University of Albany, State University of New York (SUNY)
At the federal and state levels, data from tests of student achievement are being used as measures of institutional and individual accountability. While the public favors monitoring accountability of its educational institutions, teachers, and professors, the fear that federal and state mandated test data will have an unfavorable influence on student learning is pervasive.
What happens to the quality of learning when K-12 teachers and higher-education professors teach to the test? Critics of externally mandated tests basing their criticisms on the tests being used, see only lowering of learning quality. Others argue that well designed tests improve instructional quality and consequently student achievement.
Both sides of this controversy will be examined with an emphasis on the attributes of well designed assessments of science and mathematics and how the design of such assessments and analysis of data from them can have a positive influence on student achievement.

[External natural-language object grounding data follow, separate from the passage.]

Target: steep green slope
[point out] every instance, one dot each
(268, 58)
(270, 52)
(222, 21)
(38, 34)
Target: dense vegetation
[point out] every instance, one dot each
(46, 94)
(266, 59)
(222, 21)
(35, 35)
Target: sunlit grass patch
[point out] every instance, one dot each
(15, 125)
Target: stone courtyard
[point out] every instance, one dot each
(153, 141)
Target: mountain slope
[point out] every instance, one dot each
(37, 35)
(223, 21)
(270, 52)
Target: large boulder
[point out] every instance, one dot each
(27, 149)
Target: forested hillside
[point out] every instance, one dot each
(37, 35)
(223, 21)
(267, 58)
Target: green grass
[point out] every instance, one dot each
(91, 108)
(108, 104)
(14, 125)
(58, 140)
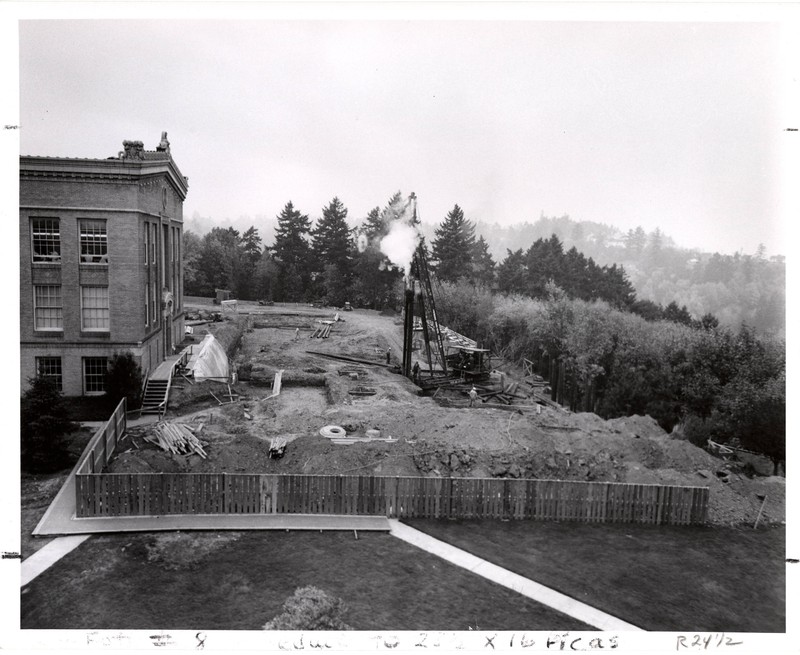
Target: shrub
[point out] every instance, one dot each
(123, 380)
(44, 422)
(310, 608)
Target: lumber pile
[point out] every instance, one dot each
(277, 447)
(323, 331)
(176, 438)
(505, 395)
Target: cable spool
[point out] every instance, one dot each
(333, 432)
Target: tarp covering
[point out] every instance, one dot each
(211, 362)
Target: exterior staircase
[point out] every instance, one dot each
(155, 397)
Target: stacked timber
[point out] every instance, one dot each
(277, 447)
(505, 395)
(176, 438)
(322, 332)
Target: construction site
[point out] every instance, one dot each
(313, 390)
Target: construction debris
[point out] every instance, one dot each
(277, 447)
(324, 331)
(176, 438)
(362, 391)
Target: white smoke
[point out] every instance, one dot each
(399, 245)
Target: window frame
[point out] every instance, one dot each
(58, 377)
(102, 241)
(85, 376)
(45, 259)
(37, 307)
(107, 308)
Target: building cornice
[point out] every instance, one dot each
(110, 170)
(104, 210)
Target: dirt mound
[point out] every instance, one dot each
(427, 439)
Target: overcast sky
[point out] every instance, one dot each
(671, 125)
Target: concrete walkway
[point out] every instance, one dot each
(48, 555)
(506, 578)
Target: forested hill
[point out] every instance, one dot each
(737, 288)
(740, 288)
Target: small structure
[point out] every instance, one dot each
(230, 306)
(221, 295)
(211, 362)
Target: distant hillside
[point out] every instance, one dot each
(737, 288)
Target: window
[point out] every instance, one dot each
(47, 308)
(94, 241)
(46, 236)
(94, 374)
(50, 367)
(94, 309)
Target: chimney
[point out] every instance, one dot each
(164, 145)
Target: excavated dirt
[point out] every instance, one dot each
(429, 439)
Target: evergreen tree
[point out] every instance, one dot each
(373, 225)
(292, 254)
(332, 242)
(512, 273)
(332, 249)
(482, 263)
(454, 246)
(44, 422)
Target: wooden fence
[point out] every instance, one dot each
(101, 446)
(141, 494)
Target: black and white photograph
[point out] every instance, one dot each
(410, 327)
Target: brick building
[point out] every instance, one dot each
(100, 263)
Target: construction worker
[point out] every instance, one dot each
(473, 396)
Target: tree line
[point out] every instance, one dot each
(735, 288)
(717, 383)
(335, 263)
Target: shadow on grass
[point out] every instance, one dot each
(141, 581)
(660, 578)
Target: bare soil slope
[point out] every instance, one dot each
(429, 439)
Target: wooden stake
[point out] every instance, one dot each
(758, 518)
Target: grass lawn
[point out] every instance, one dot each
(662, 578)
(229, 581)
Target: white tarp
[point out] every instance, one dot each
(211, 361)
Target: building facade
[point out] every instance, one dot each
(100, 263)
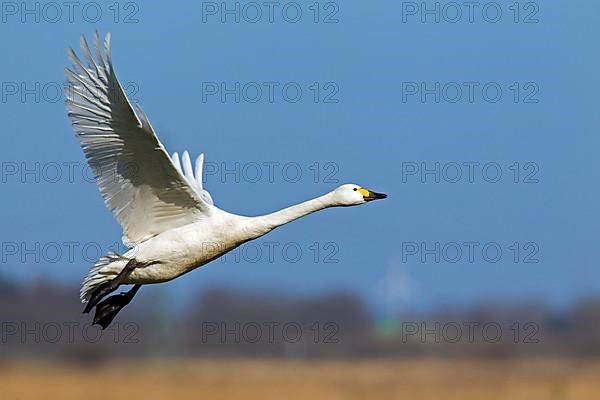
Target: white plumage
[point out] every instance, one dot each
(169, 219)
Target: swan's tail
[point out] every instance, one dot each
(105, 269)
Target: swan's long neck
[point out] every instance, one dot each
(266, 223)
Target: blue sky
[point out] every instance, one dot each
(398, 93)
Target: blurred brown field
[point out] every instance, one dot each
(530, 379)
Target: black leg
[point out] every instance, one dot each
(109, 287)
(108, 309)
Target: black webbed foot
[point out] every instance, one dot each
(108, 309)
(109, 287)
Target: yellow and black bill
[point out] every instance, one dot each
(369, 195)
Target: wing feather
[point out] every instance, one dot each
(144, 189)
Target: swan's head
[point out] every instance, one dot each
(353, 195)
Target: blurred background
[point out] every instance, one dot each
(476, 277)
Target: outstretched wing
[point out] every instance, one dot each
(193, 176)
(137, 179)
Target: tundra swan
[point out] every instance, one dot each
(169, 220)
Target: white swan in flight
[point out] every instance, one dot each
(169, 220)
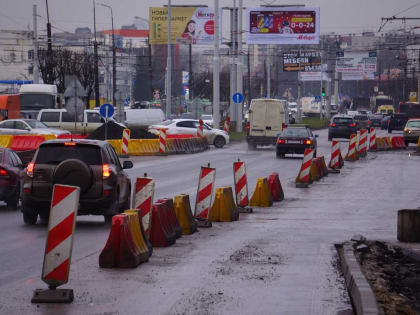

Audrey B. Champagne is a Professor in the Department of Educational Theory and Practice in the School of Education and a Professor in the Department of Chemistry in the College of Arts and Sciences at the University at Albany, State University of New York (SUNY). She is co-principal investigator of a National Science Foundation funded Local Systemic Initiative titled Assessment in the Service of Learning.
Champagne is a fellow of the American Association for the Advancement of Science, and has served on the boards of the National Science Teachers Association and the National Association for Research in Science Teaching (NARST). She was President of NARST in 1997 and received the NARST Distinguished Researcher Award in 2002.
Champagne's activities in the assessment of science include serving on the National Assessment of Educational Progress (NAEP) Science Advisory Committee, the U.S. Committee for the Third International Mathematics and Science Study (TIMSS), and the Frameworks Panel for TIMSS 2003. She has been an advisor on the development of the test frameworks and items for the NAEP, TIMSS, and TIMSS-R Science, participated in setting the proficiency levels for NAEP Science, and was a member of the National Center for Education Statistics NAEP Validity Studies Committee.
Champagne was active in the development of the National Research Council of the National Academy of Science, and the Engineering and Medicine' s National Science Education Standards. She served as chair of the Assessment Working Group of the National Research Council's Committee on Science Education Standards and Assessment and was one of a team of five individuals responsible for drafting the final standards document.